Working on the memoir, “I can write 4- or 5,000 words at one time and then nothing for a week,” Young says. “There are days when I want to write more but the words just don’t come out.” He’s switched up his routine, writing at the bar of a hotel. The activity and noise helps him get lost in the work.

It’s not uncommon for artists to experience creative blockage when working in a less stringent format, as Young is moving from columns to memoir. The more decisions a creator confronts, the more likely he will be to get caught up trying to make one of those decisions. “Often, what blocks is a lack of constraints,” Bardot says. “If you have a starting point or an ending point or x, y and z elements, you will get through a project quicker if you have just a [blank] page.”

This is one reason genre authors produce more than literary authors, Bardot says. Famously prolific horror authors, like Stephen King and Anne Rice, deal with limited choices as to themes, tone, settings, and plot structure. Genre standards cut down their options. Literary authors like Jeffrey Eugenides and Thomas Pynchon, who produce a book every decade or so, face a myriad of more difficult, potentially blocking choices. The less formatted works call for more solutions outside usual solutions spaces.

This muscle for creative decision making can be exercised, reducing chances of blockage, Bardot says. “Try divergent thinking,” he says. “Come up with as many solutions to a problem as you can. Skip the easiest solution and try for another one.” Brooklyn-based singer/songwriter Brian LaRue, lead singer of the Shelter Dogs, has had some success with a version of this exercise. “I adopted the ‘content spew method’ in maybe 2014, after a long period of feeling like I just didn’t have anything worthwhile to say anymore,” he says.
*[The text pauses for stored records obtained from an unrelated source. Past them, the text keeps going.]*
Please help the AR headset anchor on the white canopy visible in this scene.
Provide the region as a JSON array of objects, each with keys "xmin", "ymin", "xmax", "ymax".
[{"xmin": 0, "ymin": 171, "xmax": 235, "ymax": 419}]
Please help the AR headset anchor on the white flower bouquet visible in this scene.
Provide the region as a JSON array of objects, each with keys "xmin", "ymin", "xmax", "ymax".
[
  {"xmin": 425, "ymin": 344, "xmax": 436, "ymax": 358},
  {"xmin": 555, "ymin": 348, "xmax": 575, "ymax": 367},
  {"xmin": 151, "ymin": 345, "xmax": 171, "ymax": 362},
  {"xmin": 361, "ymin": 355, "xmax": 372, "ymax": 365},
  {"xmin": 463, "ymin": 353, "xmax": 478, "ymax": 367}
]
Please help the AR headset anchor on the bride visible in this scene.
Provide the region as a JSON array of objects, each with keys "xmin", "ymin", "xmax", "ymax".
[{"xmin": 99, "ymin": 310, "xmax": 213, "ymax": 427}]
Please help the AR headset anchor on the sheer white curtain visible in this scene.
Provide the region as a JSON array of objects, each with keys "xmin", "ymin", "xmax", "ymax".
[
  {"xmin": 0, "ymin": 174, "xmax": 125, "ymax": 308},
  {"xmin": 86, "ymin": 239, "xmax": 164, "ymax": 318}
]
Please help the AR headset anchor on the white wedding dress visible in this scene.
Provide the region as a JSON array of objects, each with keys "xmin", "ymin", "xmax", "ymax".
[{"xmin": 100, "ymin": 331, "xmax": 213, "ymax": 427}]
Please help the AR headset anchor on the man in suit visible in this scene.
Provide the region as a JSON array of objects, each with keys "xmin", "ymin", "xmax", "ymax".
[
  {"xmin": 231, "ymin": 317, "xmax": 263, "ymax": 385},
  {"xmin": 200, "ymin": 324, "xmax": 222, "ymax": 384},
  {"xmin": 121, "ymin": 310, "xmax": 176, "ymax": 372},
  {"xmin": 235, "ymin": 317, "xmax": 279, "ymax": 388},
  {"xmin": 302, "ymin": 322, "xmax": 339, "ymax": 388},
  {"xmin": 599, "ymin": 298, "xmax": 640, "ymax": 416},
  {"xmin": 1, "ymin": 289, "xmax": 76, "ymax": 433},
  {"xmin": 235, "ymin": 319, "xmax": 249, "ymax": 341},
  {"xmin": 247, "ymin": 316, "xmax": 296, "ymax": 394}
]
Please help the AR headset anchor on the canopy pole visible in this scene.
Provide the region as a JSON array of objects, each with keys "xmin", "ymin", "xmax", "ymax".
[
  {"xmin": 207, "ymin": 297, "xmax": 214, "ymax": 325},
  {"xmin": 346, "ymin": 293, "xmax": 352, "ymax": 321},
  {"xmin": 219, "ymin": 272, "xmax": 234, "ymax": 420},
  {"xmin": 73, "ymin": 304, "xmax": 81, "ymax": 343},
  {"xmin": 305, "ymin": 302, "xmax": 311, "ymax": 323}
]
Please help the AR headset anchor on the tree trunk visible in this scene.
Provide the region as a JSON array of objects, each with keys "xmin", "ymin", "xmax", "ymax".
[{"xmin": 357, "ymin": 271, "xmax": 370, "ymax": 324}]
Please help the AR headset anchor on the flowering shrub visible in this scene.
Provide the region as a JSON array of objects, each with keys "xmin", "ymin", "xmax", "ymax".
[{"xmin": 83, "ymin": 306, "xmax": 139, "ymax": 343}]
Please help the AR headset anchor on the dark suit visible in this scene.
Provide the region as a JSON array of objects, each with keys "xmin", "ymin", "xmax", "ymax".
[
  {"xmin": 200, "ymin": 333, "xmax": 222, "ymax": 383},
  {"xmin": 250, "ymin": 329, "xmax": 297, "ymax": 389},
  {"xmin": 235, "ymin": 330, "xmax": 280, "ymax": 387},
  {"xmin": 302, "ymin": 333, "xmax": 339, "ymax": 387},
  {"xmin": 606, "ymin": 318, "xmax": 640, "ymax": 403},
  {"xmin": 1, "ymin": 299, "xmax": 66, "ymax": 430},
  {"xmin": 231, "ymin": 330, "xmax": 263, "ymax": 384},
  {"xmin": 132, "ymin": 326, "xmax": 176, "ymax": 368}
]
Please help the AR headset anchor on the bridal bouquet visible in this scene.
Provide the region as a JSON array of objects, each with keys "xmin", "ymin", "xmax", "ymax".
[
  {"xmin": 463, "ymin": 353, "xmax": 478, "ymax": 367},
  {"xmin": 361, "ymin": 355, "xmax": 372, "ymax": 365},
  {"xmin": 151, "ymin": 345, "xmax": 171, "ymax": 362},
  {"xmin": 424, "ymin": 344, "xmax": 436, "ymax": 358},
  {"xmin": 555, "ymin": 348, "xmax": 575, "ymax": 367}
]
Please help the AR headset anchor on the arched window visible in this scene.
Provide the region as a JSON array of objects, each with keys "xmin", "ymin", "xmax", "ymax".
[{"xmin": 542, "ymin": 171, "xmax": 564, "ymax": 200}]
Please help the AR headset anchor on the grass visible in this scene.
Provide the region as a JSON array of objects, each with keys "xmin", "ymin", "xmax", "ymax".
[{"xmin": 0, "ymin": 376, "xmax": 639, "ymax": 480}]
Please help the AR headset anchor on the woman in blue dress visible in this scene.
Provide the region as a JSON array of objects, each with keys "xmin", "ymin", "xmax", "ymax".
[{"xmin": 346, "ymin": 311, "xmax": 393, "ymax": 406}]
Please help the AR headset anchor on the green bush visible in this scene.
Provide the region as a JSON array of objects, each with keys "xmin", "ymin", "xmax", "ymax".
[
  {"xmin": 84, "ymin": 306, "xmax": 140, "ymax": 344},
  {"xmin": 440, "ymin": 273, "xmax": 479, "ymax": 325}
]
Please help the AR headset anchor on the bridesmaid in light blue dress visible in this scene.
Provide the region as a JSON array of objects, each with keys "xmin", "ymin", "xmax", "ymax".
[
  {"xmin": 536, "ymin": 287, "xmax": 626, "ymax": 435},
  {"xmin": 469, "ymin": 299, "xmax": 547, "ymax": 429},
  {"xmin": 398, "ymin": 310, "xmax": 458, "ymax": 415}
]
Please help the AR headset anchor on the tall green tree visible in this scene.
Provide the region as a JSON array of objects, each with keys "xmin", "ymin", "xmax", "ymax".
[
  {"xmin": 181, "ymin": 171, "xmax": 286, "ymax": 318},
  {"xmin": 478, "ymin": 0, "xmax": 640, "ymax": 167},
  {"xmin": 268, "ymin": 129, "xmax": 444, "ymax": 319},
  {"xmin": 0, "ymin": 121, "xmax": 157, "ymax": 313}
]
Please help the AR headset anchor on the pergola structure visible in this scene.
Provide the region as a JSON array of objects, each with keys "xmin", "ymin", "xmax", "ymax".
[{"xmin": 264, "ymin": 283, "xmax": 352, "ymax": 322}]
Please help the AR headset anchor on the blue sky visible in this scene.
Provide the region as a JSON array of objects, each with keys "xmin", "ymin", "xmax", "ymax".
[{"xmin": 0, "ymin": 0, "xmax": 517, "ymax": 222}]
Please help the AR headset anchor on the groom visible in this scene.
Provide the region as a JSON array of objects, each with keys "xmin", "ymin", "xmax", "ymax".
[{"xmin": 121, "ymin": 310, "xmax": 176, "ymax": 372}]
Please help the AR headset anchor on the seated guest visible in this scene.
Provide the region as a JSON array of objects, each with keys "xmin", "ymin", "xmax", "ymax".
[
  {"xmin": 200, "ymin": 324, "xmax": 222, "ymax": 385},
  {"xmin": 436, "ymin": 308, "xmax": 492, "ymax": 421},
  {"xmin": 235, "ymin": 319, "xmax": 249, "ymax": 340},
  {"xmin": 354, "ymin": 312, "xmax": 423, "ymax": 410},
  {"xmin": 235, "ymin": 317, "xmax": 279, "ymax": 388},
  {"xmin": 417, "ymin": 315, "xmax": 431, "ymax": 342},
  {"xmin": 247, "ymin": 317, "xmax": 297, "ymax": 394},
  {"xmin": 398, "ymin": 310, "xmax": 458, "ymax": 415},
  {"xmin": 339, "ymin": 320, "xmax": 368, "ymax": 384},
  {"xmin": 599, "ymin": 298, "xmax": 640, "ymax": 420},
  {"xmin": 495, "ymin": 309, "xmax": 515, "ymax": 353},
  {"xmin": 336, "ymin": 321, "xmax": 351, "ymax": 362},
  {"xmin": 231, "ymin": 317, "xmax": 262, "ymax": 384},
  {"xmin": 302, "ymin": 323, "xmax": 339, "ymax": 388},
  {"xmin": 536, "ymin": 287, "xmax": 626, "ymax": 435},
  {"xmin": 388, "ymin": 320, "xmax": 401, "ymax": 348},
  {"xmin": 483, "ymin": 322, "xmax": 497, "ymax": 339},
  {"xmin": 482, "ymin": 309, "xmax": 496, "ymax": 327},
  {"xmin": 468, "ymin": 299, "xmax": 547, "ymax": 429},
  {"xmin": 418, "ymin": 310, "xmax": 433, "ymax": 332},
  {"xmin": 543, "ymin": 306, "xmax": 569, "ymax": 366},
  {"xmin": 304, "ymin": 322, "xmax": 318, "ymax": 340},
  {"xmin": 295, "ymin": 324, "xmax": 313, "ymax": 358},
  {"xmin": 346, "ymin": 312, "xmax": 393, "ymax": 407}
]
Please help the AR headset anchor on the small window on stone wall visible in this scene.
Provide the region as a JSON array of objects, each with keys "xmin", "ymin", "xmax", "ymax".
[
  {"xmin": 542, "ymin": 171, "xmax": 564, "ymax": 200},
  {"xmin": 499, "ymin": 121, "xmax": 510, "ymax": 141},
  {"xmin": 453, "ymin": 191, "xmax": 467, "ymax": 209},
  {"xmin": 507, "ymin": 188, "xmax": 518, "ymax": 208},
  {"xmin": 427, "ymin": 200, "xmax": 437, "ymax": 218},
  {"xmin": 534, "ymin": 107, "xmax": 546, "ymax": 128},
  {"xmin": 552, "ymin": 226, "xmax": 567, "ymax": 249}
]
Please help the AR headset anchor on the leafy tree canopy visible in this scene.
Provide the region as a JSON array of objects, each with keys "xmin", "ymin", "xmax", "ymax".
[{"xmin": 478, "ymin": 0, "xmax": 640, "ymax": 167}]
“I write lyrics more quickly now, overall, than I used to,” he says, “because I’ll try to put down six verses for a three-verse song, rather than trying to cram all my thoughts into just three verses, which takes a ton of effort and concentration. The good parts will reveal themselves.” He was inspired by the supposed 80 verses Leonard Cohen wrote for his now-ubiquitous “Hallelujah,” trying to break through writer’s block.
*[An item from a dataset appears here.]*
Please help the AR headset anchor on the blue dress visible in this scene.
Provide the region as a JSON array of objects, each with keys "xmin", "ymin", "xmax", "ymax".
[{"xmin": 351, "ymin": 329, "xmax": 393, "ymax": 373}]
Beyond this conscious wrestling with productivity is a state of “flow,” where all doubt and distraction disappear and one effortlessly moves from one task to another, often tuning out the outside world. Depper says he experienced it during hours-long sessions where he had to keep a bag of almonds on his amplifier to remember to eat. LaRue says he felt it when he started bedroom recording with a Casio keyboard and ’80s-era drum machine and would go “over three- or four-chord patterns, without worrying what I was trying to ‘communicate,’” producing his first side-project album. Young says on his most productive days, when he feels it coming on, he sets a stopwatch so he remembers to stop and check for texts from his wife.
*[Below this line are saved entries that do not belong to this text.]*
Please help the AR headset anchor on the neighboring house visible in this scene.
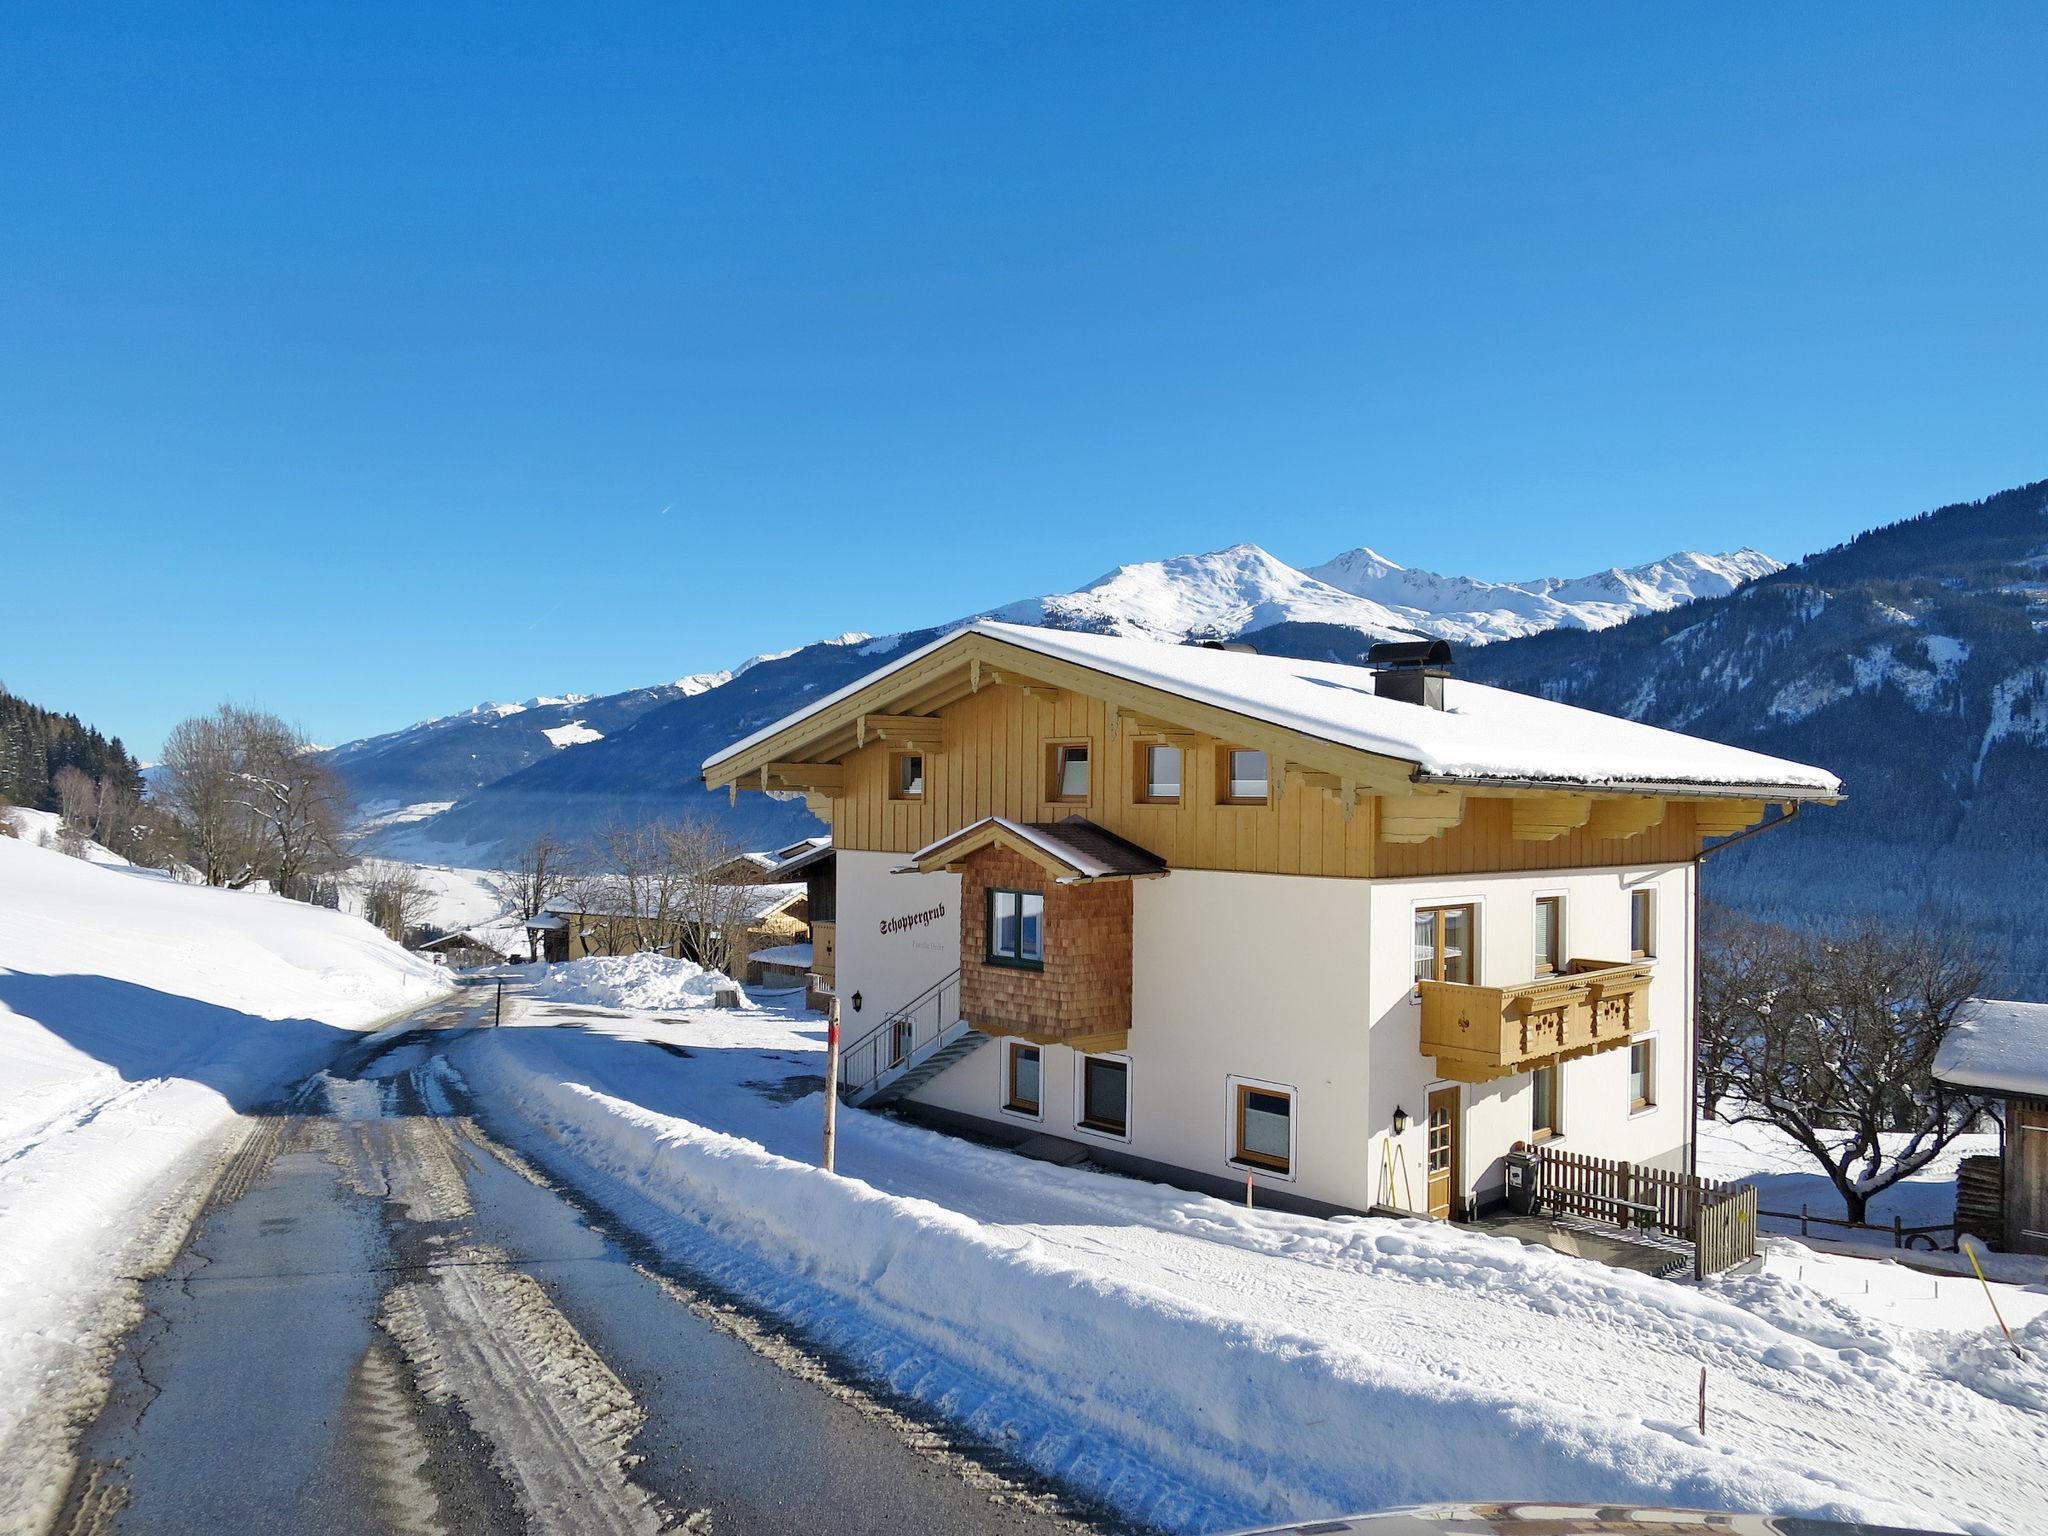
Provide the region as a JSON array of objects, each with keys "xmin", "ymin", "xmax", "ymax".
[
  {"xmin": 1934, "ymin": 998, "xmax": 2048, "ymax": 1257},
  {"xmin": 702, "ymin": 621, "xmax": 1840, "ymax": 1219},
  {"xmin": 525, "ymin": 879, "xmax": 807, "ymax": 973},
  {"xmin": 415, "ymin": 930, "xmax": 523, "ymax": 967},
  {"xmin": 765, "ymin": 839, "xmax": 836, "ymax": 1009},
  {"xmin": 708, "ymin": 836, "xmax": 830, "ymax": 885}
]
Dietrich said it’s common to writers and jazz musicians, but surgeons and chess players also get into the “flow.” This freedom from creative repression baffles scientists, because complicated tasks are usually mixed up in parts of the brain that process analytics and worry. “From a neuroscientific point of view, one would expect such tasks, which must undoubtedly count among the pinnacles of human achievement, to require the engagement of the most zenithal higher-order brain structure, the prefrontal cortex,” Dietrich wrote. “However, the fact that people report automatic processing during flow and feel they operate without conscious thinking suggests that the prefrontal cortex is not required for the successful execution of these tasks.”

Dietrich says he’d “be a very rich man” if he understood how to instigate this ultimate freedom from creative blockage. Inability to create might be costlier than ever. “Society is evolving very quickly and we have new challenges that require us to be flexible,” Bardot says. This includes both personal challenges and society ones. Because of automation, fewer jobs—and very few sustainable or well-paying ones—will consist of repetitive actions. Even office and sales jobs require creativity. Also, challenges like climate change require more than lateral thinking or solutions based on past problems. “Creativity is more than art,” Bardot says. “It’s problem solving.”